The subprime episode is act one. It will be the most dramatic and host the most violent swings, saddest stories and greatest losses. It will not be neatly contained. It has already broken out of the phase one host population. The sense that all will be well elsewhere is comforting. It is also hocus pocus. Car loans, credit card loans and general economic conditions will be influenced and pushed down. Most Americans have one significant asset as wealth, their home. The housing bubble produced fabulous increases in paper wealth. These are already running in reverse. Not just for subprime borrowers, for the nation and tens of millions of affected home owners. In the period between 2001 and 2007 the value of household real estate saw a paper increase of $8.5trillion. This is greater than the combined increase in value of all pension reserves, mutual fund shares, stocks and life insurance policies. The net worth growth in America since 2000 is a story of house price inflation. This house price appreciation was accomplished by borrowing an additional $4.8 trillion in mortgage debt. Thus, we now owe $10.15 trillion in home mortgages on our real estate valued at just under$21 trillion. Those valuations are falling and will fall further. The debt will remain! Massive downward pressure on household net worth and reduced further opportunity to borrow again home price appreciation is now guaranteed for the near future.

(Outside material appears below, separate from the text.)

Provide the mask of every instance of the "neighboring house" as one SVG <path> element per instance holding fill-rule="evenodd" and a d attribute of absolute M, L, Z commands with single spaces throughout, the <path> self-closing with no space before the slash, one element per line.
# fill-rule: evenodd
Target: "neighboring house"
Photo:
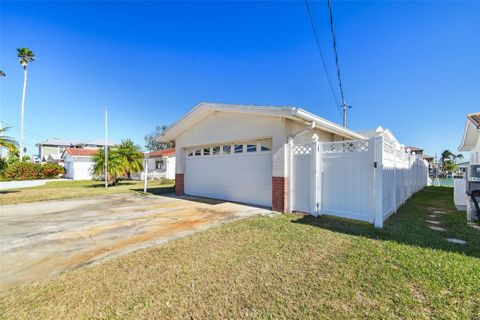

The credit crunch and economic weakness is not a subprime issue it is a debt and asset inflation issue. So far there has been more talk than action and much of the talk is misdirected. The only solution widely discussed involves various schemes to make more credit available at lower prices. This is better than nothing but, is exactly how we created the present set of problems. We know that debt pain has risen and will continue to rise. We built a paper boom in debt fueled house price inflation. The strain measures of household and mortgage debt cost are released quarterly. The Federal Reserve releases this information as The Household Debt Service and Financial Obligations Ratios . Since our recent housing bubble began inflating the cost of debt service- paying off debts- has been rising very quickly. In 2001 mortgage debt cost a little over 9% of disposable personal income and overall debt service came in at just over 15% of income for the average American household. Mortgage debt- at today's very low interest rates- now consumes more than 11.5% of income and total debt service payment consumes 18% of income. The average household mortgage payment rose 29% as a percentage of income since 2000. There was a 16% increase in total debt service as a percentage of disposable personal income . The speed and extent of debt growth created the pressures that are leading some to default. This is not a subprime only issue and we are still in the early phases of reckoning with fallout from a debt stressed public. It will take a while longer to get an idea of how bad the fallout will be and how widespread it will be. It is already savaging balance sheets, investment decisions, firm net worth and corporate profits around the world. None of this is to say that we can't or won't be able to understand and respond to the situation. It is only to say that an honest and complete assessment of the situation is necessary and still generally lacking from discussion.